Landing Page 101
Eight seconds
A dandelion in a breeze may just last longer than the average online attention span.
Landing Pages
Allow you to capture a visitor’s information through a lead form.
A Call to Action
Is where the rubber meets the road. If they click, you’ve generated a lead.
The Blink Test
Can someone look at it and know what it’s about before the dandelion disappears?
First impressions are critical because you should be optimising for instant conversion.
- The more intelligence you have about your leads, the better you can market to them.
- The better you can target your marketing, the more likely you’ll convert them to customers.
- The more landing pages, the more leads generated.
- The more leads generated means a better conversion rate.

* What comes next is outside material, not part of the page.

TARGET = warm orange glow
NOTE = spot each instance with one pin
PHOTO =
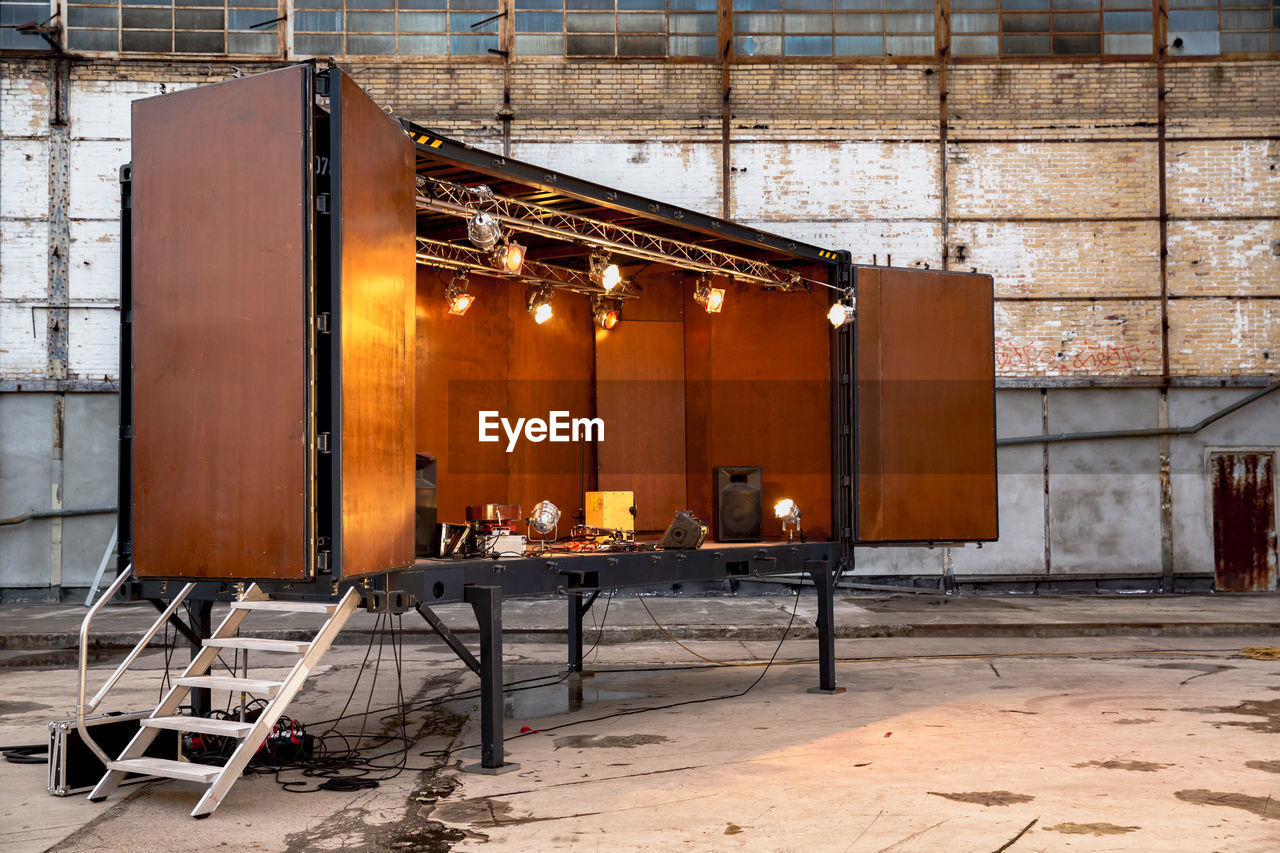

- A better conversion rate equals a happy business.
Your message is the focus
You need to show and tell because people process images faster than words.
Get rid of the clutter.
- You need clear and compelling copy sitting on a page with minimal distractions.
- Why do you think landing pages have no headers or footers? Because you don’t want distractions. None.

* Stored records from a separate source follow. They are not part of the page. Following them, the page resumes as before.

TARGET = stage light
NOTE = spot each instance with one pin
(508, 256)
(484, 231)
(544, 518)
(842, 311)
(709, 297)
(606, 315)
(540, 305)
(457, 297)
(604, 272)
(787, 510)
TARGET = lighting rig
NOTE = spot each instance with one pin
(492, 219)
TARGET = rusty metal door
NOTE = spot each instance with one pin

Why your headline shouldn’t suck.
- Because it’s the first thing they’ll see. It is not a title. It is a headline.
- Cut to the chase and be succinct – tell them why they’ve landed. What you’re offering and why will it benefit them?
Call for re-inforcements, take advantage of your sub header.
- If they only read the headline and the sub header would it make them complete the form? Would it make you?
- Add some context. It’s the cavalry riding over the hill to reinforce the position. It’s your value proposition.
Kill your darlings.
- You’re aiming for simplicity. Not verbosity.
- All those persuasive words that you’ve written? Kill some of them. Ruthlessly and without fear. What’s the value for your visitor?
Is your landing page responsive?
- Are your audience smartphone users or business people with laptops?
- Your landing page should be responsive to the screen size and orientation it’s being viewed on.
- 42 % of smartphone owners between the ages of 18 and 29 consider their phone as their primary way of accessing the internet (Pew Internet).
The Lead Form
Put it in its place.
The lead form should be above the fold not lurking down here. For those of you who guessed it should be up top, congratulations you get a gold star. For those that didn’t, well… you won’t forget it now.
Don't screw up your landing page
We will never, ever rent, sell or even barter your email address. Never. We don’t like being spammed and we can’t imagine you like it either.
You are not their mother.
You don’t need to ask for every little detail. Your lead form should only ask for the essential information you need to follow up. Ask yourself, what would you tell and is it absolutely necessary that you need to know this?
In general, asking for someone’s age, their telephone number or street address is likely to decrease conversion rates. Much like it did when you decided not to take that date home to Mama.
Don’t ask them to submit.
Download instead of submit. Start my free trial instead of submit. Get your eBook instead of submit. Action instead of submission.
Calm their fears.
Either put a link to a privacy statement to stop any fears they may have of being spammed or tell them you won’t be selling their email address.
You could also include your telephone number as some people aren’t comfortable with online transactions but do want to participate.